Terry ended with gratitude for Mary’s openness. She reflected:

I appreciate the fact that she did something she was uncomfortable with. Her generation doesn’t talk about it. I’m very grateful that she was willing to, so we could put a human face on it — and even have some laughs during the talk.

Mary’s story is proof that vulnerability can bridge generations. By breaking her silence, she invites others to do the same — to trade stoicism for honesty, distance for closeness, and shame for shared humanity.


Key Takeaways

Mary’s story offers more than comfort — it’s a roadmap for understanding depression in later life. Here are the main lessons to carry forward:

  • Depression in seniors often goes unnoticed. Many older adults mask their symptoms behind physical complaints or humor. Listening deeply and asking gently can help uncover what’s really going on.
  • Generational stigma remains powerful. For those raised to “be tough,” admitting to depression feels like failure. Empathy and education are essential in undoing that internalized shame.
  • Loneliness is more than being alone. It’s the ache of not being understood, the loss of shared history. The solution isn’t constant company — it’s meaningful connection.
  • Presence is love in action. A phone call, a walk, or a quick visit can lift someone’s spirits more than grand gestures ever could.
  • Healthy habits nurture resilience. Movement, good nutrition, and rest help stabilize mood, even if they don’t cure depression on their own.
  • Conversation is medicine. Talking about feelings — even awkwardly — reduces shame and creates belonging.
  • Everyone deserves to be seen. Whether young or old, we all need acknowledgment, empathy, and reminders that our lives still hold value and purpose.

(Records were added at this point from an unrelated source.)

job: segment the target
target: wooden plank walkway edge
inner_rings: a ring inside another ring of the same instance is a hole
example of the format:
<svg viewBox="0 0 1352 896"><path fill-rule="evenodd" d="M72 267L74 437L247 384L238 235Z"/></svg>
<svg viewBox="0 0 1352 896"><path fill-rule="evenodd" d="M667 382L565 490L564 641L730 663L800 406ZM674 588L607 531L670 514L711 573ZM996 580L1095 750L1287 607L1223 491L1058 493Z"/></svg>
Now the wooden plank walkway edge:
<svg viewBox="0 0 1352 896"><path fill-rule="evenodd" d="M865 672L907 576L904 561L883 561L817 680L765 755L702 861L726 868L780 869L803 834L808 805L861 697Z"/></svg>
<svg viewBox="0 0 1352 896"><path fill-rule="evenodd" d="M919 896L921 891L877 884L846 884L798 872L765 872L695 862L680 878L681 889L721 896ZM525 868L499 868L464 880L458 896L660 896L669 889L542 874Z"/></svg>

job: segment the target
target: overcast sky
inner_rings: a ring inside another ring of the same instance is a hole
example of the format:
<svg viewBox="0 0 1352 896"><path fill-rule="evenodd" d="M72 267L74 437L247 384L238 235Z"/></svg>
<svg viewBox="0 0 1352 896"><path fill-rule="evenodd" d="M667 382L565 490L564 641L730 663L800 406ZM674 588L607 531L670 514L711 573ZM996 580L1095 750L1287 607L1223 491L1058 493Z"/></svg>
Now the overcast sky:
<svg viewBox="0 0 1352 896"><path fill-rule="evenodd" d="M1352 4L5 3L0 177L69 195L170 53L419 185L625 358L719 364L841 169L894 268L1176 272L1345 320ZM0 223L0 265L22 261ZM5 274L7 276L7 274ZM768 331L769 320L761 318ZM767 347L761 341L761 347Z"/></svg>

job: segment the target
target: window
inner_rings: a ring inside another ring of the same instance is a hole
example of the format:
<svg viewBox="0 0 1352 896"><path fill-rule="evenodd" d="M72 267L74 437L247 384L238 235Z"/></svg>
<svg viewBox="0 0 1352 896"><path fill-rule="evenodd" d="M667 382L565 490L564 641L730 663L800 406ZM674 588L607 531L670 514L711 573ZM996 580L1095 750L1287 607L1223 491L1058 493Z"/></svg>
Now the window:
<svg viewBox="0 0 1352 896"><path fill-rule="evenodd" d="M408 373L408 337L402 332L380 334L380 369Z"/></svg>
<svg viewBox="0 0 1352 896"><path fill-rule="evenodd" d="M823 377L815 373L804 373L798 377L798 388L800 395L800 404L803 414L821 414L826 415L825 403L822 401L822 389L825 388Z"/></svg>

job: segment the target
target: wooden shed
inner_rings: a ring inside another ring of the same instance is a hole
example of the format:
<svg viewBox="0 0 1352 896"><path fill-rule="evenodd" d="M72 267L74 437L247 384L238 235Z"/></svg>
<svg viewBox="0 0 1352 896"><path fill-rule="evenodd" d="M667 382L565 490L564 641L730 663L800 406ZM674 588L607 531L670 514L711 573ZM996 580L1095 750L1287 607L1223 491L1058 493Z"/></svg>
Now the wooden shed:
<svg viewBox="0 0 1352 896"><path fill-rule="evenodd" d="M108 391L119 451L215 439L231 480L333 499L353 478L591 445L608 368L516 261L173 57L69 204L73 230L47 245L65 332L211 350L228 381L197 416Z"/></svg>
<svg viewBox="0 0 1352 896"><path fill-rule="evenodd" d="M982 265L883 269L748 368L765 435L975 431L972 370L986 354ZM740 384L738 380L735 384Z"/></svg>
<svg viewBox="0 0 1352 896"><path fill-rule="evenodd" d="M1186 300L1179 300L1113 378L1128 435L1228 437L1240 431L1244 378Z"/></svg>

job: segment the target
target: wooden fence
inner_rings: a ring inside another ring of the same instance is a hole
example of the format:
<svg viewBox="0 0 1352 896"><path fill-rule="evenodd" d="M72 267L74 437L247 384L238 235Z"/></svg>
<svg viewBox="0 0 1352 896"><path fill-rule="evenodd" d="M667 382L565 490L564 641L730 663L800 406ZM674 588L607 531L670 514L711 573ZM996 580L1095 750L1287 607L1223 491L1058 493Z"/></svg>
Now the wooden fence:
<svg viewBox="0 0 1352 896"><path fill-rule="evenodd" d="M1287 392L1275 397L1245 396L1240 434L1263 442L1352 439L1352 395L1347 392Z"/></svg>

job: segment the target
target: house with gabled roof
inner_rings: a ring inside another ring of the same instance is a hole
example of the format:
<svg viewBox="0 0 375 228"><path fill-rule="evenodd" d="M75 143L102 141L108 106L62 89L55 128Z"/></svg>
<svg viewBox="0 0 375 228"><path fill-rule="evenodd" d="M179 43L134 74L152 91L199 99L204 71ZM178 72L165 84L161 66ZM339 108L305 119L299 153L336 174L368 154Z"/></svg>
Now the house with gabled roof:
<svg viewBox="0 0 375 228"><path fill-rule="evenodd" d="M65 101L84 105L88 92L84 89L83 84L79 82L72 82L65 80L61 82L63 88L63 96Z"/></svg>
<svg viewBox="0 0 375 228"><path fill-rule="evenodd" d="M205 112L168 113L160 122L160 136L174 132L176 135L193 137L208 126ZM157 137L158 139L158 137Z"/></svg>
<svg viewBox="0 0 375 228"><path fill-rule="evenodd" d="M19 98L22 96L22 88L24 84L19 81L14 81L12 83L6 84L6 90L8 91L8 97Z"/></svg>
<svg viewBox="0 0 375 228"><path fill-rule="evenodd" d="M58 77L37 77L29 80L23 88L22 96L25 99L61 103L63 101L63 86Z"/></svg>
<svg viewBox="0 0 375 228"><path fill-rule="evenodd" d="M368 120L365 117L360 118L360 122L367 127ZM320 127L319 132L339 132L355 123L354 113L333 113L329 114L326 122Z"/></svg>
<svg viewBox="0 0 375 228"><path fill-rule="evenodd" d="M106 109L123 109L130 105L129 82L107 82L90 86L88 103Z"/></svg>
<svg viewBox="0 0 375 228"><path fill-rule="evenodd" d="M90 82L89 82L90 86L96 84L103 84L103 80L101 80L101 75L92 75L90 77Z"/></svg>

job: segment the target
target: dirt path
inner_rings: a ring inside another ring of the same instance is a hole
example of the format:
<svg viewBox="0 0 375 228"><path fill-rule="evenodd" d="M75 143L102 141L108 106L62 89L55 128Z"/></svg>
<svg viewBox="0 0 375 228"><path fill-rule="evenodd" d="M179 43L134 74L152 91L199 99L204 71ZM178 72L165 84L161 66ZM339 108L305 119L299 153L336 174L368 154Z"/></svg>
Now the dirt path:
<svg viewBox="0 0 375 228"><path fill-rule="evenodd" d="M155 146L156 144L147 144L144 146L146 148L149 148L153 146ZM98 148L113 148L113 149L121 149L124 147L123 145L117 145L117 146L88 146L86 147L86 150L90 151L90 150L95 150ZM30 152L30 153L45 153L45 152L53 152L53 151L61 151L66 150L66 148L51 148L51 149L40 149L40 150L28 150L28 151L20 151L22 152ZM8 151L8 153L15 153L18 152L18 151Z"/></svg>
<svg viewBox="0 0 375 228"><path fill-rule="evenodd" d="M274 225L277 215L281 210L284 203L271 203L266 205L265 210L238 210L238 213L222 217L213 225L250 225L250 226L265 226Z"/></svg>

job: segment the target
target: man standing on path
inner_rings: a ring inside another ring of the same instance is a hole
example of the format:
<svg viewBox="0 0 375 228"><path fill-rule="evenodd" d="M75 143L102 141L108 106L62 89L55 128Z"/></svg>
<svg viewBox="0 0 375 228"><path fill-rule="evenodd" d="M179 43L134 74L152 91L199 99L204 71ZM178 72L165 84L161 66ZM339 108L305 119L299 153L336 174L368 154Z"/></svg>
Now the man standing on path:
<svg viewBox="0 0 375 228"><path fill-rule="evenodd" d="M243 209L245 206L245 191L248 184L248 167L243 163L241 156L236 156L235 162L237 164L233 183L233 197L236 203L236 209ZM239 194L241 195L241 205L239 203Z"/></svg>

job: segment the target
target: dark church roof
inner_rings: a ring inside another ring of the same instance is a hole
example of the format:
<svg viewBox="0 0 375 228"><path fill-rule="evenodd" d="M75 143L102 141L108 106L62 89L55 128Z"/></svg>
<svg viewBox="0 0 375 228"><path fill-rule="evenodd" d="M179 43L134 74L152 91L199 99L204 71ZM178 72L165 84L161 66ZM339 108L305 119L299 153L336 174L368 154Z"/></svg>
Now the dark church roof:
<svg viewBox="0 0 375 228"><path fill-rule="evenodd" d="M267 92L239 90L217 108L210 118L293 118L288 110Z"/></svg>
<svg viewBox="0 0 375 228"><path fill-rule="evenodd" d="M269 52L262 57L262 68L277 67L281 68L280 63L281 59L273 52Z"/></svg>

Each of these takeaways circles back to one truth: healing begins with being heard. Mary’s story reminds us that it’s never too late to talk about how we feel — and never too early to listen when someone else opens up.


Final Thoughts

Mary’s courage to share her story at 93 years old challenges every assumption we have about age, resilience, and mental health. She reminds us that depression is not a personal failure — it’s a human experience, one that thrives in silence but softens in conversation.

Her reflections also force us to confront uncomfortable realities. We live in a culture that reveres youth and sidelines aging, often forgetting that emotional pain doesn’t expire with age. Depression in older adults is not “natural.” It’s a symptom of disconnection — from peers, purpose, and sometimes from hope itself.

But connection can rewrite that story. Each call, visit, or open conversation is a thread that stitches meaning back into a life that feels frayed. When families take time to listen to their elders — not just about memories, but about emotions — they bridge decades of silence.

As Terry’s compassionate hosting shows, giving someone permission to speak honestly about their pain is one of the most loving acts we can offer. Mary’s willingness to share, despite her embarrassment and fear, proves that vulnerability is not weakness — it’s wisdom.

She speaks for a generation that rarely talks about depression, yet carries it quietly in their bones. By lending her voice, Mary gives others permission to find theirs. Her words remind us that showing up matters, that laughter can coexist with tears, and that it’s never too late to find meaning in being seen.

Perhaps the greatest lesson of all is this: the act of listening — truly listening — can save a life.